As usual, the problem is never aspiring to growth per se, but having unrealistic, unreasonable and unsustainable expectations of it. Development costs have exploded because this technical race is not rational anymore. A home console doesn't have to be a top-of-the-range gamer's PC, and it doesn't cost the same anyway. Games take an inordinate amount of time to develop, not because we ask more of them - that's normal, ongoing technological progress - but because we ask
too much of them at this point of what affordable tech is. For me, the best illustration of this race into the void is the emergence of mid-gen consoles, which make no sense other than to fuel this ridiculous headlong rush.

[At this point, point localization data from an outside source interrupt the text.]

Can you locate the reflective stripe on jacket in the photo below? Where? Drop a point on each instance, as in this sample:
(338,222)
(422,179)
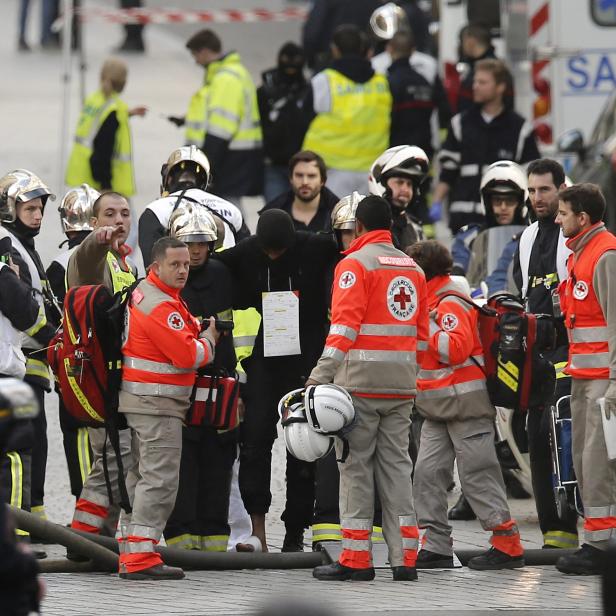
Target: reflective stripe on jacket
(162,350)
(586,325)
(95,111)
(379,313)
(355,130)
(451,384)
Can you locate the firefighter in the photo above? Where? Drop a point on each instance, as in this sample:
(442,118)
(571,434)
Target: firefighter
(185,177)
(199,520)
(279,263)
(588,302)
(379,325)
(101,258)
(351,106)
(164,346)
(487,132)
(230,127)
(397,175)
(76,220)
(539,265)
(19,311)
(25,196)
(458,425)
(102,152)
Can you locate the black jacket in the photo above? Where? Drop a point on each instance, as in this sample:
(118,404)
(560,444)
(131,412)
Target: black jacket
(321,220)
(305,268)
(209,293)
(283,120)
(471,144)
(414,100)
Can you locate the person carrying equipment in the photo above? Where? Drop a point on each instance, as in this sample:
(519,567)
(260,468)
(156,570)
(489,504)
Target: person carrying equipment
(379,325)
(458,425)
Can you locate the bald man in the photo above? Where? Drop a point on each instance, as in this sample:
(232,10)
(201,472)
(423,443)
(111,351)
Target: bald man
(102,152)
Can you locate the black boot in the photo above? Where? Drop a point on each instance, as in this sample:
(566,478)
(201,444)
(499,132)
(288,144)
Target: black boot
(432,560)
(339,573)
(585,561)
(461,510)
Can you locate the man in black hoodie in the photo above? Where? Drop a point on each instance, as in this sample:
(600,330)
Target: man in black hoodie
(353,113)
(308,202)
(278,260)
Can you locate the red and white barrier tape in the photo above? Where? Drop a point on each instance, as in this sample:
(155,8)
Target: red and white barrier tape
(178,16)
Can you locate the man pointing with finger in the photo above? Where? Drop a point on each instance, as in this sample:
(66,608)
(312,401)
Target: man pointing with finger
(101,259)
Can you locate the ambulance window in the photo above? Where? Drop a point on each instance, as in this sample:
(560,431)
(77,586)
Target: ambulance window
(603,12)
(486,12)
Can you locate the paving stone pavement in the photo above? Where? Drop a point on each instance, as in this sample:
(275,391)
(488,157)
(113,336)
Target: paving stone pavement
(30,112)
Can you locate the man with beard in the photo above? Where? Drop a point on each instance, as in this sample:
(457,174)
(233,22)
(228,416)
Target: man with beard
(309,202)
(539,265)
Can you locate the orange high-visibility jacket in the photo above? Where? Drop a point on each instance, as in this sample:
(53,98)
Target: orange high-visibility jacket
(162,350)
(584,319)
(379,321)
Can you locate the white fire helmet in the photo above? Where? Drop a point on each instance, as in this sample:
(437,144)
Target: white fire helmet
(387,20)
(76,209)
(20,186)
(301,440)
(343,214)
(401,160)
(504,176)
(329,408)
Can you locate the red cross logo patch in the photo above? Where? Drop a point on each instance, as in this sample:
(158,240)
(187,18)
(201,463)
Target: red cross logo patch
(402,298)
(449,322)
(175,321)
(347,279)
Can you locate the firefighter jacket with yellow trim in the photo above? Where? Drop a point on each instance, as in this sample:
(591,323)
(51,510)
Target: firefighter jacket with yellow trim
(379,321)
(588,302)
(451,384)
(35,338)
(96,110)
(233,139)
(351,128)
(162,351)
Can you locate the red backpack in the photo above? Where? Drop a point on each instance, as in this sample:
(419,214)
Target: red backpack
(517,374)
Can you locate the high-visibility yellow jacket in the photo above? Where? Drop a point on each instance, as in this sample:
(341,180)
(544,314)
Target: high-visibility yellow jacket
(95,111)
(355,129)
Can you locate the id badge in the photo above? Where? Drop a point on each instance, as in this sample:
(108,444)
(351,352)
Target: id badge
(280,323)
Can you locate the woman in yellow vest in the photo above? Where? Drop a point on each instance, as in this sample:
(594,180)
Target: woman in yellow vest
(102,152)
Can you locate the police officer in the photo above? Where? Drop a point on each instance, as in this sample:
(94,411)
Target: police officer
(102,152)
(26,195)
(229,121)
(76,219)
(539,265)
(459,424)
(588,302)
(164,346)
(101,258)
(19,311)
(379,324)
(279,262)
(199,520)
(352,107)
(486,133)
(397,175)
(184,178)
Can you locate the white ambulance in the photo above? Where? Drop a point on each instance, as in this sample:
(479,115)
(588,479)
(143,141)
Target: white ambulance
(562,54)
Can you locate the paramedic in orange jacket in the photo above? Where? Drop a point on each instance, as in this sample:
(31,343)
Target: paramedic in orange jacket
(163,349)
(378,326)
(588,301)
(459,424)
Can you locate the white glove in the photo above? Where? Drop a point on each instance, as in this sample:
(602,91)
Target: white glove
(610,400)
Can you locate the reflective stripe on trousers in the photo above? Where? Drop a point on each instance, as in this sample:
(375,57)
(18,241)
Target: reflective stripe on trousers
(356,551)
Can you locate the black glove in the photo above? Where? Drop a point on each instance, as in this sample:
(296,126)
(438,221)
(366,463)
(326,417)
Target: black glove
(177,120)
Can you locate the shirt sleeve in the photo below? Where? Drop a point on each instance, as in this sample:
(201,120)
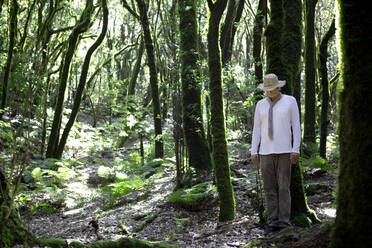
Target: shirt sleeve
(296,127)
(256,134)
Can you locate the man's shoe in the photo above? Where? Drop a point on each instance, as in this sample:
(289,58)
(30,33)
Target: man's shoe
(270,229)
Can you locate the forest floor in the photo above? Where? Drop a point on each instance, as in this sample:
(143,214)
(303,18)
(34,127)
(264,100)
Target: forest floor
(91,220)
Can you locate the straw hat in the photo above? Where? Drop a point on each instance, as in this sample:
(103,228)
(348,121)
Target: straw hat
(271,82)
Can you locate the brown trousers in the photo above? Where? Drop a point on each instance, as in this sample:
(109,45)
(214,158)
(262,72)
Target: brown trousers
(276,175)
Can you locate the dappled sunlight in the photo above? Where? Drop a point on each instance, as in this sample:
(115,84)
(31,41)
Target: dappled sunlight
(80,193)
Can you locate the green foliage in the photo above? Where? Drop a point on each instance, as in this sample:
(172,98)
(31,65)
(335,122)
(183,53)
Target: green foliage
(301,220)
(146,221)
(315,161)
(253,244)
(6,136)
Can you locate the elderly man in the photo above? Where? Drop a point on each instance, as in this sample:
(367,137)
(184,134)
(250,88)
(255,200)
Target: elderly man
(276,142)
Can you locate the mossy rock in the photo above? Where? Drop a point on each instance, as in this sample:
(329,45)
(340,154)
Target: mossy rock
(301,220)
(122,243)
(197,198)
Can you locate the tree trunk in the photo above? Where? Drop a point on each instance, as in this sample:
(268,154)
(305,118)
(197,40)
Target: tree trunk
(82,26)
(354,199)
(83,79)
(220,153)
(12,230)
(192,118)
(323,55)
(159,152)
(289,51)
(309,122)
(257,45)
(234,13)
(133,79)
(273,35)
(12,40)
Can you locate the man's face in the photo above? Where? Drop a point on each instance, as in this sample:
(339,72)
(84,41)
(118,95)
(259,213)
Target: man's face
(272,93)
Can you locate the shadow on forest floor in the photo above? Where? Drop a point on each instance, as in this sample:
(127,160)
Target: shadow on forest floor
(90,220)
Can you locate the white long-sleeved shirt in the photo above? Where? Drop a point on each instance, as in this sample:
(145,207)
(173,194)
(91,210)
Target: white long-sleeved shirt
(285,117)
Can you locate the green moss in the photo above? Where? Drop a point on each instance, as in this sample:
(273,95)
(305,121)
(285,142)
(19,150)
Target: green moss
(301,220)
(53,243)
(146,221)
(193,199)
(123,242)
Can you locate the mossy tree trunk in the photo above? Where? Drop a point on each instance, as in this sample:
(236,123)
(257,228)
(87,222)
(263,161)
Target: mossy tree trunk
(192,119)
(220,153)
(353,222)
(136,69)
(309,120)
(284,55)
(292,45)
(259,21)
(228,29)
(82,82)
(12,42)
(81,27)
(12,230)
(159,152)
(323,55)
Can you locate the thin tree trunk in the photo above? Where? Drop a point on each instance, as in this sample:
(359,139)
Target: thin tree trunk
(257,45)
(133,80)
(12,40)
(159,150)
(192,119)
(353,222)
(82,26)
(323,55)
(220,153)
(287,57)
(83,79)
(309,122)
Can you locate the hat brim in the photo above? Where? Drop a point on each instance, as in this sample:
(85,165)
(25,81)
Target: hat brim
(280,84)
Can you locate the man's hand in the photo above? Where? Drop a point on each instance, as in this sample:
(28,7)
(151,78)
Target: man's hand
(294,157)
(254,159)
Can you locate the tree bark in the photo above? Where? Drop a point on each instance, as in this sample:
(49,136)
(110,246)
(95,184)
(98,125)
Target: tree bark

You make a console. You make games for that console. They're fluid, they're functional, they're ambitious and a progress from the last gen, but there's no development hell, no huge sales targets that set the house on fire at the slightest commercial hiccup. There's no obsession with terraflops to the detriment of the rate at which games are released. That's a healthy model. You have available technology, you make the best use of it. Instead, we constantly have a race to the next technology and sales projections that think people are going to buy the next technology forever without worrying about having games to play. It's absurd. Of course this bubble that speculates on the next big thing has to burst.
Not everyone is a happy few with high purchasing power. In fact, what's very ironic and representative of the excesses of neoliberalism is that tech as an industry contributes to making people poorer, by making people redundant and abusing short, insecure contracts. So this industry is actually helping to reduce purchasing power. And this same industry is basing its growth forecasts on an increase in purchasing power, which it is itself helping to reduce. Of course this bubble will burst. Of course they'll end up going to hell. So much the better.
The sad thing is that nothing Sony's boss says is really a wake-up call. He's not saying that Playstation needs to get back into the real world. He's saying that Sony needs to diversify its revenue streams to continue to fuel its growth. He's not saying that we need to review the scale of projects and projections, he's saying that it's the teams who 'don't understand' = let's make redundancies to increase our margins.
And Nintendo isn't immune to this idiotic ideology, as we've already seen when the company was in trouble. The power of nuisance of the famous 'analysts' that Sony's new boss has just quoted religiously is a permanent threat. They're going to have unrealistic and irrational expectations about Switch 2 sales. The slightest misstep and there'll be panic, with shareholders asking Mario to go mobile and Luigi to pole dance.